If you hold a passport from one of the 54 eligible countries (including the US, UK, Canada, Australia, most of the EU, Japan and South Korea), you may enter China without a visa for up to 240 hours when you are in transit to a third country or region. That means: you arrive from Country A, and your onward ticket leaves for Country B — not back to Country A. Hong Kong, Macau and Taiwan count as “third regions,” which makes routings like Singapore → Xiamen → Hong Kong perfectly valid.

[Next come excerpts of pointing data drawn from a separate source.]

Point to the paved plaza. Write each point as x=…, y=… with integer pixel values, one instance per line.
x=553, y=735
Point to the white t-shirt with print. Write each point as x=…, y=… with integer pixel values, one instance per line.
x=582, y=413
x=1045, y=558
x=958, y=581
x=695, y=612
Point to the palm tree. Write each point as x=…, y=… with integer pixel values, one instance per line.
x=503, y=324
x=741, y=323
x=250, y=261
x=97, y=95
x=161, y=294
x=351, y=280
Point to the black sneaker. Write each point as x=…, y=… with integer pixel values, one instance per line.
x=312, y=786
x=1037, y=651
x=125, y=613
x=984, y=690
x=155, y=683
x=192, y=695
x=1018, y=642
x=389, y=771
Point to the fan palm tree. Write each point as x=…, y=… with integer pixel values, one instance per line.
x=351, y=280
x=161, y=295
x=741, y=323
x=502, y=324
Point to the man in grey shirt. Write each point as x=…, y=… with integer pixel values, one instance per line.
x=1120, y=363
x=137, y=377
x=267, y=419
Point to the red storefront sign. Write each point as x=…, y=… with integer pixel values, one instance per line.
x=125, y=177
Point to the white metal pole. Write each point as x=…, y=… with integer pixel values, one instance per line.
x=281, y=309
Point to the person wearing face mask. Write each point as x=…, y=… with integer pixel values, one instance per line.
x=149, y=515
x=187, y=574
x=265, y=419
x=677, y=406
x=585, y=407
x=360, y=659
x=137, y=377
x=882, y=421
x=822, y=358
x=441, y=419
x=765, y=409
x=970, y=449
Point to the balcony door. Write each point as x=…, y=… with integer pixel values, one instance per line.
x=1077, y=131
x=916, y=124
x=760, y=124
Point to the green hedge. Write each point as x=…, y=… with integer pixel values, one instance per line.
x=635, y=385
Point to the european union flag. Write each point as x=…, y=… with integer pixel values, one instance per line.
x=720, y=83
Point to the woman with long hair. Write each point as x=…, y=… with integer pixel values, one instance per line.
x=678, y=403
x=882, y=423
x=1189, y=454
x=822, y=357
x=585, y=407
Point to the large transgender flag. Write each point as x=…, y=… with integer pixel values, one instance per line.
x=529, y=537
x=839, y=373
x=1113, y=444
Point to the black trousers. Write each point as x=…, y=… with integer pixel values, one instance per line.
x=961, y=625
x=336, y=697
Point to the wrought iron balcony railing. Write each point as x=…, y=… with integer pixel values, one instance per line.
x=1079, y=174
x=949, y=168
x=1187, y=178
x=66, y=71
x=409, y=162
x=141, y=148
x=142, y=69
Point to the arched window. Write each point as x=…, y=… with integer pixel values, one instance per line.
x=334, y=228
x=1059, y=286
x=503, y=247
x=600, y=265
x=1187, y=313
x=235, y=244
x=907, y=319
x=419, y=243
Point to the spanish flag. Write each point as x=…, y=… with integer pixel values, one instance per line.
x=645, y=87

What qualifies (and what doesn’t)

Qualifies

  • Bangkok → Xiamen (6 days) → Tokyo
  • London → Xiamen (10 days) → Hong Kong
  • Any routing where you enter at Xiamen’s airport or international ferry/cruise port with a confirmed onward ticket to a different country or region within 240 hours

Doesn’t qualify

  • New York → Xiamen → New York (round trip to the same country)
  • Entering without a booked onward ticket — you must show it at immigration
  • Planning to leave Fujian for non-eligible areas (the permit is regional; Fujian-entry travelers can move within permitted provinces — check current scope if you plan to travel onward inside China)

At the airport: what actually happens

  1. Follow signs for the 24/240-hour visa-free transit counter at Xiamen Gaoqi airport immigration (don’t queue in the regular visa line).
  2. Fill in an arrival card; present your passport and onward ticket confirmation (printed or on your phone — printed is smoother).
  3. The officer stamps you in with a temporary entry permit showing your allowed duration. The clock starts at 00:00 the day after entry, so you effectively get a bonus partial day.

Hotel check-in handles your registration with police automatically. If you stay in a private home instead, you’re required to register at the local police station within 24 hours — one reason hotels are simpler for short visits.

Is 240 hours enough for Xiamen?

Generously. Xiamen is a compact island city: our 3-day itinerary covers the essentials, and a full 10 days lets you add the UNESCO Fujian Tulou (the giant earthen roundhouses, ~2 hours inland), Quanzhou (the medieval port city UNESCO listed in 2021) and slow island days. Xiamen also makes an ideal “decompression” stop between Southeast Asia and Northeast Asia routings.

Before you fly: the 3-item checklist

  1. Onward ticket booked to a third country/region, departing within 240 hours.
  2. Alipay installed and your foreign card linked — China is near-cashless and you want this working before you land. Our setup guide.
  3. First night’s hotel booked, with the address saved offline for the arrival card.

That’s it. No paperwork in advance, no fees. For a city this good, the barrier to entry is now astonishingly low — which is exactly why we keep telling people to come before everyone else figures it out.